THE MODERATOR: So we'll go ahead and welcome J.B. Holmes in the interview room at the TOUR Championship. J.B. finished T4 at the BMW Championship a couple of weeks ago, which moved him from 42nd to 28th in the FedExCup standings, and he'll be making his second consecutive appearance here at East Lake.

J.B., just a few quick comments to start us off on what it means to be back here and also the recent news of the Ryder Cup.

J.B. HOLMES: Yeah, it's always exciting to be able to get to play East Lake and play in TOUR Championship.
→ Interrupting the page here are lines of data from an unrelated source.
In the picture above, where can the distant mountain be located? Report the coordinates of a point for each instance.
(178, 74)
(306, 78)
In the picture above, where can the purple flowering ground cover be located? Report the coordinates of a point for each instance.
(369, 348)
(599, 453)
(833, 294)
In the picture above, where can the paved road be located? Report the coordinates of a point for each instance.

That means you've played solid all year and you've had a good year. So it's a nice treat to be able to come here and have a chance to play for the FedExCup.

On the Ryder Cup thing, I'm very excited to represent my country again. 2008 was the best golf experience I've ever had. Very excited to get up there and get with the teammates and have a fun week.

THE MODERATOR: Before we open it up to questions, J.B., I know you and Erica decided to give some money to the East Lake Foundation. Just briefly, why the East Lake Foundation, and what inspired you to really make that decision?

J.B. HOLMES: You see all the good work they've done in just this area and this community. I had a U.S. Open qualifier when I was in high school down here at East Lake. Let's just say it was a rough area around the golf course. It's very awesome to see they've put a lot of work into and helping the community be able to achieve. The school has done great, great things, and being able to get kids to go to college and give them a proper education.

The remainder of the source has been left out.